Over one month ago response:

Thou hast made thy request known, and I shall now speaketh in the tongue of yore, adhering to the rules thou hath set forth. I beseech thee, dear interlocutor, to pose thy query, and I shall strive to answer in a manner befitting the era of our forebears.

and today

Hark! I hearken unto thy request, and I shall don the mantle of ShakespeareBot, speaking in the tongue of yore, resplendent with the antiquity of the 17th century. Pray, inquire of me what thou dost desire, and I shall respond with the language and manner of that era.

Verily, dost thou seek a tale of darkness and dread? A tale to make thy blood run cold and thy heart tremble within thy breast? Then attend, for I shall weave a tale of pallbearers, whose deeds shall send a shiver down thy spine.

Once upon a time, in a village shrouded in mist and shadow

and this continues for 10 more paragraphs… until the quality degrades to English-English, then killing the chance the effect can continue.

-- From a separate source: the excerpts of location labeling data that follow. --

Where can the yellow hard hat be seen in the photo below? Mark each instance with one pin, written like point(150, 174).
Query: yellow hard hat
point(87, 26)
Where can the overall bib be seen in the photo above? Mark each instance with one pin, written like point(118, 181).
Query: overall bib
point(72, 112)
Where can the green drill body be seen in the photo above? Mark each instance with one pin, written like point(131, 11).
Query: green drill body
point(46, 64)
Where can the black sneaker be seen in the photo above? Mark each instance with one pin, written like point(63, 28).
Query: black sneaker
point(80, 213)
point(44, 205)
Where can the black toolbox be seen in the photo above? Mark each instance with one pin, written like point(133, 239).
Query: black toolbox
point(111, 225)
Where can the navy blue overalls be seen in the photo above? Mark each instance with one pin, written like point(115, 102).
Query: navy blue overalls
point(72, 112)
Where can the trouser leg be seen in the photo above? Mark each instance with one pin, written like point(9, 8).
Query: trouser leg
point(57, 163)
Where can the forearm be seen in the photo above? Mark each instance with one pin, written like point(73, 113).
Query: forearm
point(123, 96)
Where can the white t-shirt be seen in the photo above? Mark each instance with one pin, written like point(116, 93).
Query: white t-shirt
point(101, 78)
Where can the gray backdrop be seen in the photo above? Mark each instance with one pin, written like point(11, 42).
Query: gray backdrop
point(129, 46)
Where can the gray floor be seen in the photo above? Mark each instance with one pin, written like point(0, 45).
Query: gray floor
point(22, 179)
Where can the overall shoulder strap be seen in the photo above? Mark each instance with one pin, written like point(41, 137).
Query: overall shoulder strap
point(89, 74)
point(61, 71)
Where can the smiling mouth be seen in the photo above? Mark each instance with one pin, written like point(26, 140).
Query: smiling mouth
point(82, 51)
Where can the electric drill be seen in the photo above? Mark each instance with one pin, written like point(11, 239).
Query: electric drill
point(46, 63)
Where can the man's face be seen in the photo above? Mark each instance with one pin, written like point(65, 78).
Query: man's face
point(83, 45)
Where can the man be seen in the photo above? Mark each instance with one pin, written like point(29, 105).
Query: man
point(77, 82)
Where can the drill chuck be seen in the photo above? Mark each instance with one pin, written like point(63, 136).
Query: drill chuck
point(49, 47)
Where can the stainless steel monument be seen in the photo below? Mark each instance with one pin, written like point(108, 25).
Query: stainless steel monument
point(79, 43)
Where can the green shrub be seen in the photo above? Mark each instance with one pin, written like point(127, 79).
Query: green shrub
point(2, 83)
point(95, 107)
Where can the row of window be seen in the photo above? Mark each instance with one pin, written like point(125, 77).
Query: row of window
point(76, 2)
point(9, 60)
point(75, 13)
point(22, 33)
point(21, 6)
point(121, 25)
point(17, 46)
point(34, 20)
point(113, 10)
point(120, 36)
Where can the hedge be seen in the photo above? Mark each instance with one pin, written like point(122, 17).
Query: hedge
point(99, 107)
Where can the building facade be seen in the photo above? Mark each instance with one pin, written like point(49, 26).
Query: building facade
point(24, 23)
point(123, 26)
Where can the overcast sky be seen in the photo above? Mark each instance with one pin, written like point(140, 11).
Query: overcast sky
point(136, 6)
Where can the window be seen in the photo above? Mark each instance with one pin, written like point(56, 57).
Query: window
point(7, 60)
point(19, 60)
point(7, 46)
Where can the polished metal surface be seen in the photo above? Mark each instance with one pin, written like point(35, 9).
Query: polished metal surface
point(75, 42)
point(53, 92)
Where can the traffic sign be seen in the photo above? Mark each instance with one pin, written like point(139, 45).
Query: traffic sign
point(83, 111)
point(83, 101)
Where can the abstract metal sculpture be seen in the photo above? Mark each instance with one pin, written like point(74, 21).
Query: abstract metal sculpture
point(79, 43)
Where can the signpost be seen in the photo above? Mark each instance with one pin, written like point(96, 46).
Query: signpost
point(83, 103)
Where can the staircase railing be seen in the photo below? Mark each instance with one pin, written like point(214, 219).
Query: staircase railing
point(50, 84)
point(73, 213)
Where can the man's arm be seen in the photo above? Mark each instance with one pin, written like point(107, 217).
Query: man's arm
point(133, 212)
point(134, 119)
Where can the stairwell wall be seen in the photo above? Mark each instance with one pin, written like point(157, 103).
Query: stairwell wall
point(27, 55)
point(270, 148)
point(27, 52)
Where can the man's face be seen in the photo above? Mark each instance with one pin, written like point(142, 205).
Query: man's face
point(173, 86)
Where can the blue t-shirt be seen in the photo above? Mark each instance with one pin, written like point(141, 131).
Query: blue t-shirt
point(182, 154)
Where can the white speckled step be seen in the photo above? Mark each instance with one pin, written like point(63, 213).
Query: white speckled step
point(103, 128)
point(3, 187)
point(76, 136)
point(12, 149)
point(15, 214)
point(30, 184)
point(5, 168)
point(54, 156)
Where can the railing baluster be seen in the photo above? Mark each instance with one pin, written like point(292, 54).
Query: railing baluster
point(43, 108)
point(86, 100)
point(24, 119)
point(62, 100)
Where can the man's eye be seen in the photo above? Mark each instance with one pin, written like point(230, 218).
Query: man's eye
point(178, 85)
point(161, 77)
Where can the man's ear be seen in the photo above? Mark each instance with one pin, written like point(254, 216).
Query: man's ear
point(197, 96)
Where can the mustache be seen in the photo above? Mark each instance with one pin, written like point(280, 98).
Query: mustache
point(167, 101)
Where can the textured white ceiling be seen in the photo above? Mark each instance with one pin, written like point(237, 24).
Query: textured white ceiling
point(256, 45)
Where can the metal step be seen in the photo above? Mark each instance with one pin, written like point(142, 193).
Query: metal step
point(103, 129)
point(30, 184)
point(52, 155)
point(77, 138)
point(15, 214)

Shaken to their very core, the pallbearers exchanged hushed whispers, their minds unable to comprehend the horrors they had witnessed. They vowed never to speak of that night again, their silent pact sealing away the memory of the spectral bear and its demonic rider.

Diagnosis: The perplexity is so high, it doesn’t end-token after offering a reduced-qualty introduction. And the “Hark! I hearken”? The window-dressing of a “be a cowboy’s” “Howdy”.

Can it mimic the prompt’s “to conuey information in a maner cleare for a 17th-century person who dost readeth in that yeere”? Competency was demonstrated in prior chat, but no more.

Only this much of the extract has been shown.